The fraternity Pi Delta Psi has been banned in the state of Pennsylvania for the next decade, after a Baruch College freshman died following a brutal hazing ritual.

NBC News explains that in November, the national Asian-American fraternity Pi Delta Psi Inc. was convicted of aggravated assault and involuntary manslaughter in the death of a 18-year old Chun Hsien Deng. (Four individual members of the Baruch chapter pled guilty to voluntary manslaughter and hindering apprehension in May.) The New York Times recounts:

The student, Chun Hsien Deng, had traveled in December 2013 from New York City to a rental house in the Poconos where he was supposed to finish the pledging process for Pi Delta Psi, an Asian-American fraternity. Early on a frigid morning, Mr. Deng—blindfolded and wearing a backpack weighted with sand — was tackled and pushed around by fraternity members before he fell unconscious, the authorities said. He never regained consciousness and was pronounced dead the next day.

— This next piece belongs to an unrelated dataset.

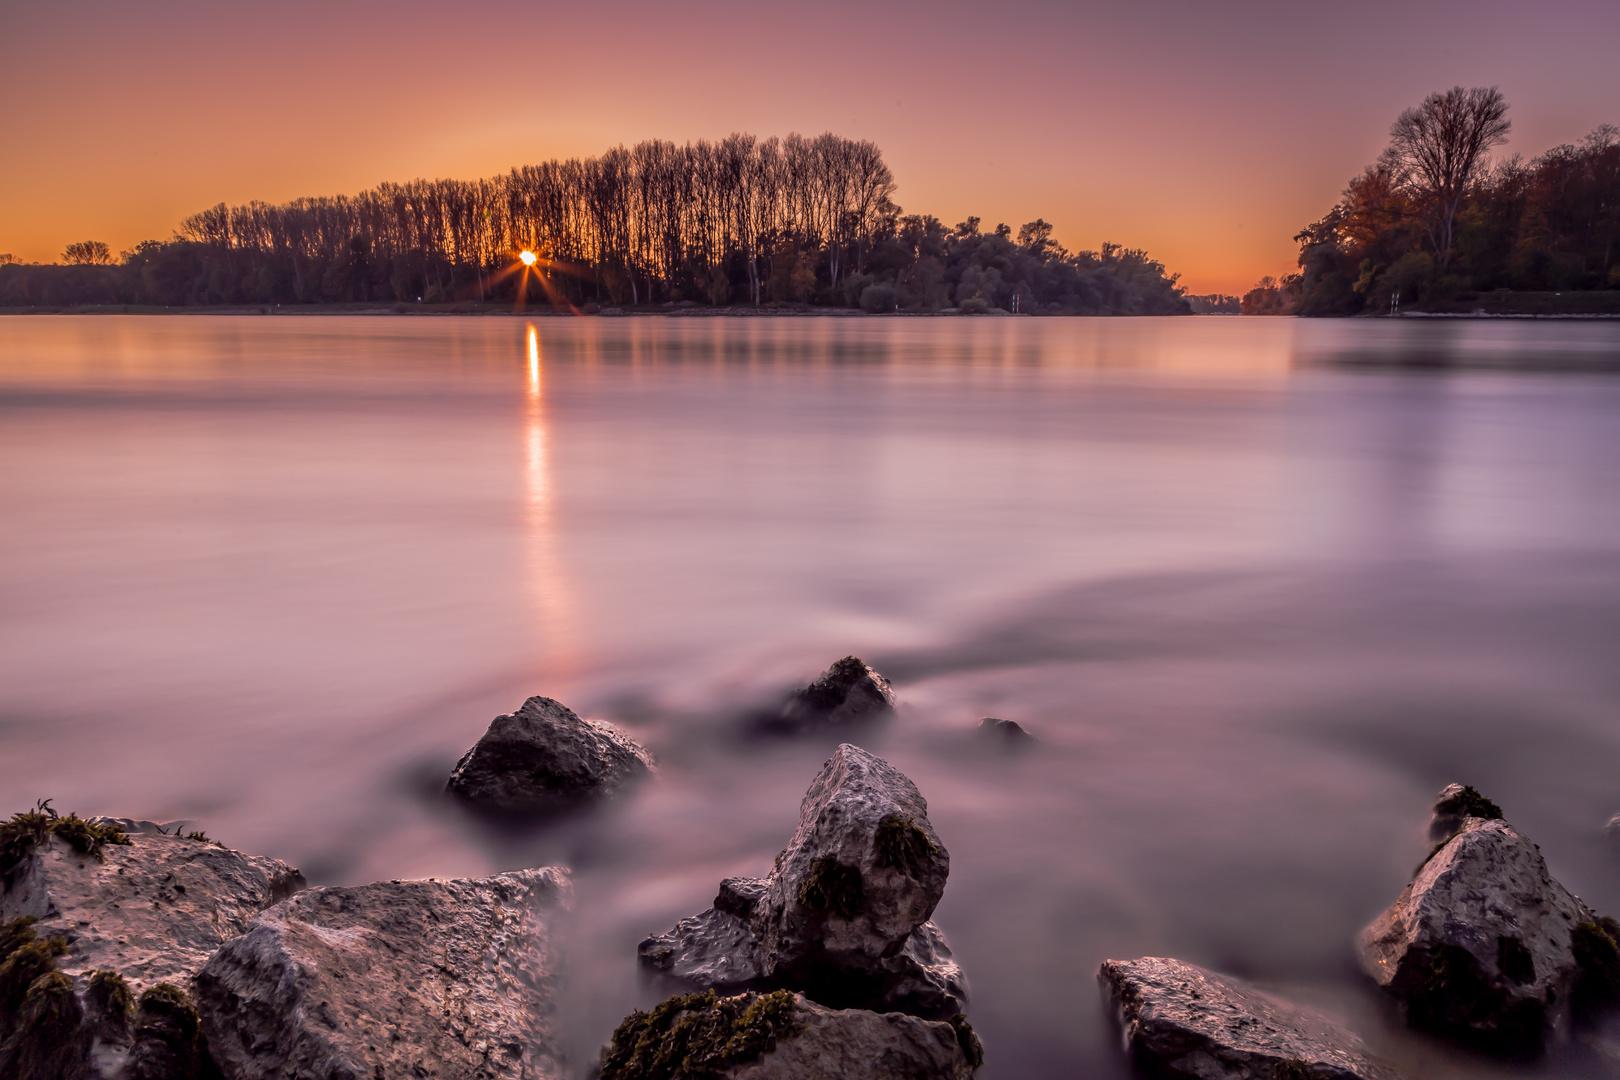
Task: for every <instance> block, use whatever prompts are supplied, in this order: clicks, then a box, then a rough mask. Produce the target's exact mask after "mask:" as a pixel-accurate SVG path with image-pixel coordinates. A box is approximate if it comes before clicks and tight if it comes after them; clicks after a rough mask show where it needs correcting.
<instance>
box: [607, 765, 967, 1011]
mask: <svg viewBox="0 0 1620 1080" xmlns="http://www.w3.org/2000/svg"><path fill="white" fill-rule="evenodd" d="M949 868H951V857H949V853H948V852H946V850H944V845H943V844H941V842H940V837H938V836H936V834H935V831H933V826H932V824H930V823H928V803H927V801H925V800H923V797H922V793H920V792H919V790H917V787H915V785H914V784H912V782H910V780H909V779H906V776H902V774H901V772H899V771H897V769H894V767H893V766H889V764H888V763H886V761H883V759H881V758H875V756H873V755H870V753H867V751H865V750H860V748H859V746H852V745H849V743H844V745H841V746H839V748H838V751H836V753H834V755H833V756H831V758H829V759H828V761H826V764H825V766H823V767H821V772H820V776H816V779H815V782H813V784H812V785H810V790H808V792H807V793H805V798H804V803H802V805H800V808H799V829H797V831H795V832H794V837H792V839H791V840H789V842H787V847H786V848H782V853H781V855H778V857H776V866H774V868H773V870H771V874H770V876H768V878H763V879H761V878H727V879H726V881H724V882H721V891H719V895H718V897H716V899H714V907H713V908H710V910H708V912H703V913H701V915H695V916H692V918H685V920H682V921H680V923H677V925H676V928H674V929H671V931H669V933H666V934H658V936H653V938H648V939H646V941H643V942H642V946H640V950H638V952H640V959H642V963H643V965H645V967H648V968H653V970H656V972H663V973H666V975H669V976H672V978H676V980H680V981H684V983H689V984H695V986H708V988H718V989H739V988H761V986H779V988H789V989H799V991H804V993H805V994H808V996H810V997H812V999H815V1001H820V1002H823V1004H829V1006H838V1007H862V1009H899V1010H904V1012H914V1014H917V1015H923V1017H936V1018H938V1017H949V1015H953V1014H956V1012H961V1010H962V1006H964V1002H966V997H967V991H966V981H964V978H962V972H961V968H959V967H957V965H956V962H954V960H951V950H949V947H948V946H946V942H944V936H943V934H941V933H940V928H938V926H935V925H933V923H932V921H928V920H930V916H932V915H933V908H935V905H936V904H938V902H940V897H941V895H943V892H944V879H946V876H948V873H949Z"/></svg>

“This has proved to be the most troubling case to me in 19 years,” said Judge Margherita Patti-Worthington upon handing down the decision. She also hit the fraternity with the maximum fine allowed under law, which is $112,500. The national organization also has to inform “all colleges and universities across the country where it currently has or has ever had a chapter, associate chapter or colony, or where they plan to host or establish them” about the matter. The Times adds that the frat plans to appeal, claiming that the severity with which this chapter undertook the ritual was a “deviation and departure” from usual practice.

The move against the national organization is an uncommon strategy for combating hazing—and, according to Professor Hank Nuwer, who follows hazing cases: “I think it’s a strategy that may work.” It’s one that may look appealing to prosecutors looking for ways to fight hazing going forward.